Okay…if you have noticed that I have not been as consistent with my blogs or living on my Facebook, I guess it is time for me to come out of the closet. Not that there is one big enough to hide this girl’s crazy.
There are big changes in my life. Huge ones…
After a rather crappy start to 2016, May Day turned everything around. Following the Valentine’s massacre, I had totally and completely given up on love…other than in my books. But I was looking for new friends to just do things with on Sundays when PanKwake was with her carer.
Except my beloved goddess and her sadistic husband/Master Fate had other ideas. They seemed to think that at long last I had learned the difference between men and boys. So they brought a truly amazing MAN into my life.
One who can laugh when PanKwake is calling out that she is hungry…at 2 AM. One that will tag all around Legoland with us…without complaining…and even get on rides that he hates almost as much as I do.

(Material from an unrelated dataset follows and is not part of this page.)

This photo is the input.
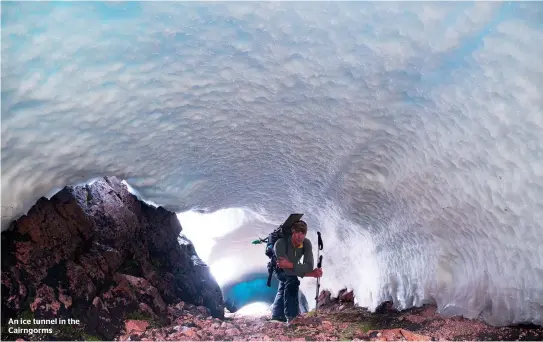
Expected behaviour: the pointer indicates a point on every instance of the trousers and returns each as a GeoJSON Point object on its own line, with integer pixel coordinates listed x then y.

One that will hold me while I cry after the worst of her meltdowns.
One that is scary smart and knows all the crazy psychology and philosophy references I like to make. One that has a sense of humor…in the worst/best sort of way. One that plays so many instruments…the house is always full of music (he claims he is not very good at it, but my tin ear can’t tell the difference so who cares?).
If I had made a laundry list or written a book with my ideal romantic hero, it would not have been as perfect for me as this man.
Of course, you know me…as transparent as I always am with my life, I still like to give the ones I love some semblance of anonymity. Thus my crazy ass, code names…PanKwake, Mr. Stability, Captain America, Firebird and Thor…among others. So keeping in that vain, he has become the Cookie Monster.
I actually delayed this reveal for a couple of weeks now…just because I sometimes feel like Cinderella and keep waiting for this magical carriage ride to turn back into a pumpkin, the horses into mice and my ball gown into rags.
But over the past few days, I have remembered the rest of that story…even when they did, her prince went looking and found her. She ended up living in his castle…despite her rags. Because of her pure heart that meant more to him than status.
So yes…I am Cindrella as well as Wonder Woman.
I can be that strong heroine and save myself…and still lean on Prince Charming…and he can lean right back on me. Because this is REAL life not some comic book or fairytale. And in REAL life, people and situations are more complex than that.
One of my bigger problems with THAT book was in fact its title…there is nothing in the lifestyle that is shades of grey. It is all the colors of the rainbow.
And there is no longer any doubt…I have found the end of my rainbow…and Cookie Monster is so much more than any silly pot of gold…He is all I have ever wanted and more. Thank you sweet goddess…and Fate.
So for the ‘bad’ news…as I said with all these changes it has become a challenge to maintain the aggressive writing schedule I had planned for 2016. I mean when I wrote those plans it was just me and PanKwake in an established routine. Now I am needing to give two people my time and attention…to blend three individuals into a family, to lay a solid foundation upon which to build that castle, to establish new routines and schedules. So of course some things need to slide.
As I have told Cookie Monster…writer is who I am. I could no more go without writing than breathing…or my kids…or now him. But as my favorite writer and philosopher, Dr. Seuss says…”Life is a great balancing act.”
For the remainder of 2016, this blog will become an every other day thing. I do not want to pick and choose between Mommy Mondays, Teaser Tuesdays, REAL Women Wednesdays or any of the rest so it seems the easiest thing. One week will be Mommy Monday, REAL Woman Wednesday, Freaky Friday and Serious Sunday. The next will be Teaser Tuesday, Thoughtful Thursday and Sensual Saturday.
In addition, I will not be releasing as many ebooks this year. Instead I will be focusing upon finishing up existing stories…yes your beloved Ægir’s and likely Book 1 of Priestesses of the Goddess. I will re-release my existing books with some cover changes to ALL distributors, not just Amazon. And I will be doing loads of re-writes and edits. My hope is that by 2017 I will be in a position personally and professionally to hit the ground running with that aggressive release schedule…and the products be even better.
But the truth is…I can live without ever making the NYT Bestsellers’ List…I cannot without Him. Well, I would not want to…now that I know what happiness and secure love feels like anyway.
So let me introduce you all to my beloved…Cookie Monster…
I used this picture from our recent Legoland trip on Mommy Monday…without properly introducing Him. But I like it…something prophetic and poetic about it. Life is by its nature always going to be a roller coaster ride. In fact when asked why I hate the damned things so much that is my reply…that life is enough of one, I do not need to put myself through more.
Cookie Monster is 100% the man, partner and Dom that I want sitting next to me and holding my hand through this amusement park ride that we call life. And yes, I love Him to pieces and have never been happier.
Hell, I don’t think the heroines in my book are this happy. And that is saying something.